Something shifted. A soft thud.
Hana froze. Her fingers tightened around the edge of her duvet as she lifted her head. Her blue-gray eyes searched the darkness.
Someone was there.
A figure, still and unmistakably real, stood in the faint moonlight. She sucked in a shallow breath, heart punching against her ribs. It wasn’t possible, she told herself – she locked her doors, checked the windows, lived quietly. Nothing about her life invited danger.
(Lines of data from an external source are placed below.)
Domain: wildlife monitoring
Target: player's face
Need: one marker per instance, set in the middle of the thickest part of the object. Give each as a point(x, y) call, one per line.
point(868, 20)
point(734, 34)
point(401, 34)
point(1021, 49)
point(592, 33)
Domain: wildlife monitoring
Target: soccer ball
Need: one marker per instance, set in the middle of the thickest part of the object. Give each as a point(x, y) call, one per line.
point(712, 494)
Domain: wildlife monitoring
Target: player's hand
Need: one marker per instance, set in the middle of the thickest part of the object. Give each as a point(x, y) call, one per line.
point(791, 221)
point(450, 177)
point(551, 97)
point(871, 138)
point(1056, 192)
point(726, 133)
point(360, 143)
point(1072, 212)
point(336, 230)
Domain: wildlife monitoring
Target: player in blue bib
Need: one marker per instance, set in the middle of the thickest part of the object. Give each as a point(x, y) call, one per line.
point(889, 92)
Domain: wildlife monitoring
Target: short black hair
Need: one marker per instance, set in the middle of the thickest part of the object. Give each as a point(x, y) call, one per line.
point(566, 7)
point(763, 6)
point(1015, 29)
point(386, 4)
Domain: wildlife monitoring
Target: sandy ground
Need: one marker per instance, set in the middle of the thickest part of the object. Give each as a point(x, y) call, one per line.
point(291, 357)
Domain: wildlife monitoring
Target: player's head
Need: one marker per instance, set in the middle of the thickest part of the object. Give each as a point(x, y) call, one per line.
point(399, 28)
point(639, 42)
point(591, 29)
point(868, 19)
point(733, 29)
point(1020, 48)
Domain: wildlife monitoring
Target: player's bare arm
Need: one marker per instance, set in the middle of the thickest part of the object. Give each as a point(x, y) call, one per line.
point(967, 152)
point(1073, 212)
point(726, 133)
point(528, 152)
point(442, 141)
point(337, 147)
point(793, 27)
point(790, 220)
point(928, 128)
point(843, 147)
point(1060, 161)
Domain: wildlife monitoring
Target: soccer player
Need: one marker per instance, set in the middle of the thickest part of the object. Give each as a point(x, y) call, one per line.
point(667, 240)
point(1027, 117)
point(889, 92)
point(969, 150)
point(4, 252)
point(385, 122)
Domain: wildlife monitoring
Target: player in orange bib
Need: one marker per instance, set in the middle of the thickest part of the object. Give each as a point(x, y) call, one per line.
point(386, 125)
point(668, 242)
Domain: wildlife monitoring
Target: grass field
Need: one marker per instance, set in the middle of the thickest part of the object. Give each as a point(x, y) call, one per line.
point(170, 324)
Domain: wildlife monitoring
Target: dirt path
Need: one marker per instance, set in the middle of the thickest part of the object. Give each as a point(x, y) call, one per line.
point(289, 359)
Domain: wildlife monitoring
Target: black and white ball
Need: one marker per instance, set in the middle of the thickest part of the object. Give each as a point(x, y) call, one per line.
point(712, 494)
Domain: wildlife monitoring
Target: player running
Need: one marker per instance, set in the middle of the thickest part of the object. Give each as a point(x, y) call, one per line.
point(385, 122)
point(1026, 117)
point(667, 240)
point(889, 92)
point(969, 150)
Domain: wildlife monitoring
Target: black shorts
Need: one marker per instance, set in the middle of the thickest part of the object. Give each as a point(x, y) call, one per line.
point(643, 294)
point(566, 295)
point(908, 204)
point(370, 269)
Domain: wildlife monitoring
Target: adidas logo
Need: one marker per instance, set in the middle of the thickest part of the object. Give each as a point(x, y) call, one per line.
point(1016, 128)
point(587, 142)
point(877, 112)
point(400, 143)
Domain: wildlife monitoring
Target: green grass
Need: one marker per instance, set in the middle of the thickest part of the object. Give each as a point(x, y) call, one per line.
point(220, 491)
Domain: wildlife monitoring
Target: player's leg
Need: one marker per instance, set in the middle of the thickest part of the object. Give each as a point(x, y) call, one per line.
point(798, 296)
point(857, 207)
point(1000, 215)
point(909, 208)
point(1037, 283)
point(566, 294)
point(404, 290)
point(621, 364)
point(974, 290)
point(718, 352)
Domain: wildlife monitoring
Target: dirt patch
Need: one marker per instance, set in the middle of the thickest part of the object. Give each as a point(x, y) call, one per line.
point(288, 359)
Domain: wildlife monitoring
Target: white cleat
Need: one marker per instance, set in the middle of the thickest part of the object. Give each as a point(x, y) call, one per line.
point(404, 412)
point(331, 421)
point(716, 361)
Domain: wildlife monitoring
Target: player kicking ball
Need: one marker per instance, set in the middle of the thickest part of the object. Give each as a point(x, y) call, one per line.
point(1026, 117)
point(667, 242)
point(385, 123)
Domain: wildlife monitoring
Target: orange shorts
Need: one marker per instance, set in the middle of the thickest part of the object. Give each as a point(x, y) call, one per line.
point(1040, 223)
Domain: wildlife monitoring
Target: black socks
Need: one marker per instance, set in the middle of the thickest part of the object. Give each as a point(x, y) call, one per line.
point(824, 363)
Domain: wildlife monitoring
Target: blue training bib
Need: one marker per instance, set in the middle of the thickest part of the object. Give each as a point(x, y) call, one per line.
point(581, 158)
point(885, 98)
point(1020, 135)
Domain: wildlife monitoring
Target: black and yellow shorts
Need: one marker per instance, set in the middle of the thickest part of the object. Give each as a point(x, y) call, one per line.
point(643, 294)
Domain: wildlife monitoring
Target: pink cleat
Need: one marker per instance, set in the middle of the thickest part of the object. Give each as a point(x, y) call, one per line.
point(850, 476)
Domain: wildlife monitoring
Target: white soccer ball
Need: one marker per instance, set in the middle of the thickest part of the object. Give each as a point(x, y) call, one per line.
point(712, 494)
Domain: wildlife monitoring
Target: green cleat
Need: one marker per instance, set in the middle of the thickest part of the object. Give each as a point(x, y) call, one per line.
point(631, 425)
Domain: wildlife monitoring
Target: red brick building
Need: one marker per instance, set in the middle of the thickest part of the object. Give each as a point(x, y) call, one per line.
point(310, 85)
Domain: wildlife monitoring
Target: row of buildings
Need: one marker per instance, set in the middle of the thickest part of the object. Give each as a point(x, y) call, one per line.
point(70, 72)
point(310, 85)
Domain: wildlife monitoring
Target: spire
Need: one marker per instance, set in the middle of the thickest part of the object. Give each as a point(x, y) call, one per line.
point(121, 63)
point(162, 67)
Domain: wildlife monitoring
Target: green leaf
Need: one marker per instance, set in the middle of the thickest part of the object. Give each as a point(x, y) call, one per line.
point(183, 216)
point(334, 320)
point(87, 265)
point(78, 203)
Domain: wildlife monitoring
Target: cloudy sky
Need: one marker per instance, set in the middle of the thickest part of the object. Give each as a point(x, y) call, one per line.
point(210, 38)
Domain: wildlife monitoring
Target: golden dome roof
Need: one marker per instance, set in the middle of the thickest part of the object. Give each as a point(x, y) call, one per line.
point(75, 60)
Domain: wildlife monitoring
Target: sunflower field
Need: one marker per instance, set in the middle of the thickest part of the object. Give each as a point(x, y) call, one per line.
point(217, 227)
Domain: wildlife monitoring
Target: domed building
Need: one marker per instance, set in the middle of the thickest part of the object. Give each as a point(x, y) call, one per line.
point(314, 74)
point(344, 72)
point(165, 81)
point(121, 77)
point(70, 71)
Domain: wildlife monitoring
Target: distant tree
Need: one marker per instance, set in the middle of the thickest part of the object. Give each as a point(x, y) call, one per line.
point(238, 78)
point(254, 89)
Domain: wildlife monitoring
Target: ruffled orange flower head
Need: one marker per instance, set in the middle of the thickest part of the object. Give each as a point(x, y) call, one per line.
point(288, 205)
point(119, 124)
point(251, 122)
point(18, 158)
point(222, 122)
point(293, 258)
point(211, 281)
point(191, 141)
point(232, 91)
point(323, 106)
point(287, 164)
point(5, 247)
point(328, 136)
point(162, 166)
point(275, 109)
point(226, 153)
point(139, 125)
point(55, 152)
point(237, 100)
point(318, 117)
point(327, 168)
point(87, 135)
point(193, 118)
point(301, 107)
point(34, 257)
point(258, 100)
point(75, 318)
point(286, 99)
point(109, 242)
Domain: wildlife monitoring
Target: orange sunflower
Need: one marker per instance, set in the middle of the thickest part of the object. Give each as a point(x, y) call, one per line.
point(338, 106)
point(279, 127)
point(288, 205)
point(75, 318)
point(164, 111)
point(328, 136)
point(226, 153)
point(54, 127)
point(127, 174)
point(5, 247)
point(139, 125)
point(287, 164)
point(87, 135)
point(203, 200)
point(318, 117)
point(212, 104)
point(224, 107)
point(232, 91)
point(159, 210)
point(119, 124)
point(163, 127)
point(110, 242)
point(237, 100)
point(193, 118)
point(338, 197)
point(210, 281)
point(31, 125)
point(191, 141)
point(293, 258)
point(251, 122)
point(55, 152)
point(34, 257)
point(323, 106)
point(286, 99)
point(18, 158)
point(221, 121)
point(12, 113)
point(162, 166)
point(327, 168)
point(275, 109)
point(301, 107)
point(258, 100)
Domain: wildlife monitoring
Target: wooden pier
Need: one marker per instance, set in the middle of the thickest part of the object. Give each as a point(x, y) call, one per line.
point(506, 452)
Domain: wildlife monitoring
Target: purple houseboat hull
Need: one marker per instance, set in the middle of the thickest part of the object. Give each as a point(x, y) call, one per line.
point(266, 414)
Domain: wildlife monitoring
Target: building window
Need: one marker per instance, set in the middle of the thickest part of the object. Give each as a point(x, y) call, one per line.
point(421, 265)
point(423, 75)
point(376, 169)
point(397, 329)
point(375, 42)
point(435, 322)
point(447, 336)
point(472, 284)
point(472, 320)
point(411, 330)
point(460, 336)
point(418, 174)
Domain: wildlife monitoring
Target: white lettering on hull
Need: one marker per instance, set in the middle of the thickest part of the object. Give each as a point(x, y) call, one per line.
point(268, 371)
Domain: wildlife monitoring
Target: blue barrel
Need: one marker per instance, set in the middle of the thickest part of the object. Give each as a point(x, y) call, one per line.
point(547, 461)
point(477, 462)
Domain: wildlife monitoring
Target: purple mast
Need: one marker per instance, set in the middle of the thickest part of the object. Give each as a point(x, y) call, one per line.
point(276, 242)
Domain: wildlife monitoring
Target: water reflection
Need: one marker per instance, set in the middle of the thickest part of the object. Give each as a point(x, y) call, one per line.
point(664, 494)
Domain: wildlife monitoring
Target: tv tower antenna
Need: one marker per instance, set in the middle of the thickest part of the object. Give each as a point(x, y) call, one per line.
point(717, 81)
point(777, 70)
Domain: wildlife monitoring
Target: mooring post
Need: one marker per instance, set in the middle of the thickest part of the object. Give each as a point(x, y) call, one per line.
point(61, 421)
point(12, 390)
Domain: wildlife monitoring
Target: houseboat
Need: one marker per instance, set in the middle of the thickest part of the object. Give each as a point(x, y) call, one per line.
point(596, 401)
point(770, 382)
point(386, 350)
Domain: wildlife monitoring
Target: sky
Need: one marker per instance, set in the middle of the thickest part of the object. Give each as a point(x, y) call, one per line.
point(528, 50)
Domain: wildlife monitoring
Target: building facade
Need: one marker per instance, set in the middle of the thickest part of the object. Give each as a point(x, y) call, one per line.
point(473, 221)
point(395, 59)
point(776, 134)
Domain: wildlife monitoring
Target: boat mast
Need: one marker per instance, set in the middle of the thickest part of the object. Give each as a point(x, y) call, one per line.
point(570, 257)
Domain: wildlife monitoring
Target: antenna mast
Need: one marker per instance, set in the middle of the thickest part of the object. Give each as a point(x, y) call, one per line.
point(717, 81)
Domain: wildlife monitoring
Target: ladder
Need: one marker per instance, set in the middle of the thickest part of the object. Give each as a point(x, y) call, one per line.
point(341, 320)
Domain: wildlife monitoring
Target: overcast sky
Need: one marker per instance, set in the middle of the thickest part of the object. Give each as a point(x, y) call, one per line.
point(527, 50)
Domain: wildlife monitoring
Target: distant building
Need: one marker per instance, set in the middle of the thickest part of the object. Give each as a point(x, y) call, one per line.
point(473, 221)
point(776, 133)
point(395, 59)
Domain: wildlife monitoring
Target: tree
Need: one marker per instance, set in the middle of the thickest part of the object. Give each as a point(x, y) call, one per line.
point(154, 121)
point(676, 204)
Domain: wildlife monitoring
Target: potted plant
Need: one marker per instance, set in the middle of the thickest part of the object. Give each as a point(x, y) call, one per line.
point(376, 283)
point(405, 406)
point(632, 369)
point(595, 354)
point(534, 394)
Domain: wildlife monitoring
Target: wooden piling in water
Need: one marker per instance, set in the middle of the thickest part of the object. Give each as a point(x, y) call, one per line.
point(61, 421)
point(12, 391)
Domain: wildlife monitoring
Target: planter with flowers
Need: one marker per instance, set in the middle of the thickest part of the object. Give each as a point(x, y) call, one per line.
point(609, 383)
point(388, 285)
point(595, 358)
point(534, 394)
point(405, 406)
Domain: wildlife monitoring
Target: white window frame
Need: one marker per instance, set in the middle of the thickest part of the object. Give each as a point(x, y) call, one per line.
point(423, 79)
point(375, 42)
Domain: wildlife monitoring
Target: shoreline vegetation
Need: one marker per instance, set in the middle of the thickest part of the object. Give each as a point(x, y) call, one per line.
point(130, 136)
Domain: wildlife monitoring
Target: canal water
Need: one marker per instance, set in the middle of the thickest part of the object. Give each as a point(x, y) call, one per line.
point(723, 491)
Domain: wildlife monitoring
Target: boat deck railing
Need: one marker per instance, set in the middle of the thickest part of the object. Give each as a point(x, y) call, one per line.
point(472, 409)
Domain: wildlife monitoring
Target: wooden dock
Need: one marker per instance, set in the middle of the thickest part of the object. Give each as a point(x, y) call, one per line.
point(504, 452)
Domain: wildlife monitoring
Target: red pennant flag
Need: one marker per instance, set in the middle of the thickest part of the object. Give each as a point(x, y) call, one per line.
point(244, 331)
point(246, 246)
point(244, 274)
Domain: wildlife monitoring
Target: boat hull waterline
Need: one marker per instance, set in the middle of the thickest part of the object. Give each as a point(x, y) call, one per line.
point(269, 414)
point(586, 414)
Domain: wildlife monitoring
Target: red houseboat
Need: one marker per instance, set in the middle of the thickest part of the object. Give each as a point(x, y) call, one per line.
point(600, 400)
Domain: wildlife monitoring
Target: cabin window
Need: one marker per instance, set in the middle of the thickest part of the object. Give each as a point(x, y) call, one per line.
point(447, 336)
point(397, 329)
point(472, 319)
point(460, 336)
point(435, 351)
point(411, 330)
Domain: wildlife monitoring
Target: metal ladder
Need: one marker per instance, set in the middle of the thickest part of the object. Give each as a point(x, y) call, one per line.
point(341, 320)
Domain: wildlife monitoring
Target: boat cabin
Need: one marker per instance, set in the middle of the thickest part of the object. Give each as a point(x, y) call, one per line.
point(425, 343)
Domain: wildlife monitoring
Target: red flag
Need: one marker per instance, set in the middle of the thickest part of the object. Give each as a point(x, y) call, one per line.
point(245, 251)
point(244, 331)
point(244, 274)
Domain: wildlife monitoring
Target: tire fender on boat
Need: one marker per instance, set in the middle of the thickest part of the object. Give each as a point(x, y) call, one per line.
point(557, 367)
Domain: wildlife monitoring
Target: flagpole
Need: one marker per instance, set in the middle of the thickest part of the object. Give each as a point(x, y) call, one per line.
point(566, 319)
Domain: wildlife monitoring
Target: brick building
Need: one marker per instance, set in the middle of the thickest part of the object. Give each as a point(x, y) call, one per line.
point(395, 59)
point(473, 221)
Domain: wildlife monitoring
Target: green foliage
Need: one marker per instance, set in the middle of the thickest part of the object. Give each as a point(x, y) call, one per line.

But the silhouette didn’t vanish. It didn’t move, either.
“You…” Her voice cracked before she cleared it. “W-what are you doing in my room?”
She tried to sound stern, but fear trembled beneath every syllable. She wasn’t the type to scream; panic hit her quietly, tightening in her chest. Yet she held her ground, because she always did – years of living alone had taught her to act composed even when her nerves frayed.
The figure stepped forward, and the moonlight caught your face.
A vampire. A real one. A predator crossing her threshold with ease, drawn here – for her.
Hana’s breath hitched. Her hand drifted instinctively to the silver cross resting against her collarbone, a reflex more than faith. She didn’t look away, though; her gaze stayed locked on you, wide but steady. She had always been cautious, thoughtful, slow to judge. Even now, shock and fear tangled with something else – curiosity, disbelief, the strange calm that came when her mind tried to catch up.
“Please… don’t come any closer,” she whispered, voice soft but unwavering.